For the University's athletics program, the ACC promises "strength and stability," said Leahy. "There are no concerns about [the ACC's] survival, in contrast to the Big East, which every few years has had to deal with questions about its viability." And the financial benefits of ACC membership, which are expected to be significant, will "help us support non-revenue sports at BC, especially for female athletes."

In a separate interview, BC athletic director Gene DeFilippo cited recent successes in men's and women's soccer, field hockey, and women's cross country as evidence that BC will "match up very well with a lot of the teams in the ACC." In sports not offered by the ACC--notably, men's and women's ice hockey, skiing, fencing, sailing--BC teams "will continue to participate in the same leagues and associations that they have in the past," he said.
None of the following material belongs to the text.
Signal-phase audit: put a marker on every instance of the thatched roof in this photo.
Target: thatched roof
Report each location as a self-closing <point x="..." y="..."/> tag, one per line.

President Leahy has said BC might still play Big East basketball rivals Providence, St. John's, and Georgetown, and football rival Syracuse, in non-conference games.

The realignment could occur as soon as July 2005. BC will likely pay an exit fee in the range of $1–5 million to the Big East, and Leahy has asked a Massachusetts Superior Court to "clarify provisions in the Big East constitution and bylaws in regard to withdrawal." The funds will be taken from the athletic department's unrestricted endowment. Meanwhile, four Big East schools have sued BC and the ACC and alleged a conspiracy to destroy Big East football. Leahy termed such allegations "groundless," noting that some observers trace them to "politics and political aspirations in the State of Connecticut."

"It is clear," said Leahy, "that the Big East constitution includes an explicit provision allowing schools to leave the conference."

"I know the difficulties conference realignments cause," Leahy told the Chronicle. "But in my judgment, the ACC is a much better fit for Boston College. I believe strongly that this move is necessary and right."